To kick off its holiday season, Lerner Publishing Group mixed up books and music for 200 people on December 5, hosting its Bands for the Banned event at the Seventh Street Entry at First Avenue in Minneapolis. The concert, organized by the children's publisher, raised funds for three organizations: EveryLibrary’s Fight for the First anti-censorship campaign; We Are Stronger Than Censorship; and the American Library Association’s Unite Against Book Bans initiative. The total amount raised was not finalized by press time.
Bands for the Banned featured four headliner local bands—Dad Bod, Chutes, White Boy Summer, and Yonder—along with non-musical interludes by Patrick Sweeney, the cofounder and digital director of EveryLibrary, and Sam Helmick, the Iowa City public librarian and ALA president-elect. The event was conceived by Leo Lerner, LPG special sales associate, whose grandfather, Harry Lerner, founded LPG in 1959.
Urging people to both donate that night and take broader action to battle book bans in their communities, Sweeney described this as "a scary time for librarians, who are out there just trying to help children read" and receiving threats of violence in their emails and bullets in the mail.

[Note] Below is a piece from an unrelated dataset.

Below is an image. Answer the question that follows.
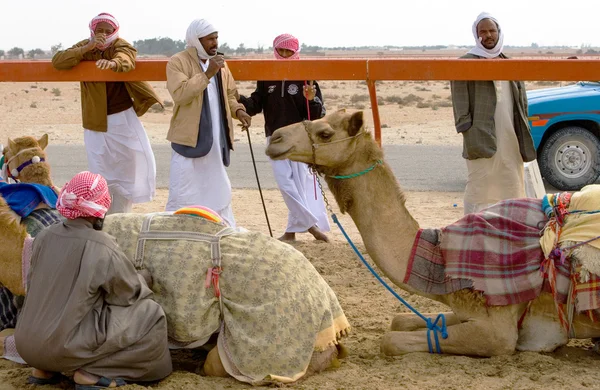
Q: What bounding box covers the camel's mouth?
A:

He noted that the threats of violence have extended beyond libraries, and that authors, publishers, and even those with Little Free Library boxes in front of their homes have been threatened.
Book bans are escalating, Sweeney added, with 128 bills in 29 states designed to restrict people's access to books and deny them the right to read. "Four thousand books are being banned across the country," he pointed out. "If you stacked these books on top of each other, it'd be higher than the Empire State Building—that's how many books are being banned."
Helmick, noting that they play bass guitar in addition to their library work, told the crowd crowd that they wanted to share “two dark truths: our stories are being erased” due to book bans and “our most vulnerable neighbors are increasingly targeted and censored by this. The second truth is that vital conversations about inclusion and diversity are being weaponized against libraries in order to dismantle publicly funded services that transform thousands of lives every single day.”
Describing the ALA’s Unite Against Book Bans initiative as a “clearing house” of tools and resources designed to “amplify” the voices of those who speak up against book bans, Helmick concluded their remarks by declaring that they had “three big truths to share: we can fight censorship together. We have incredible music wherever we go, as we do. And together, we're going to win.”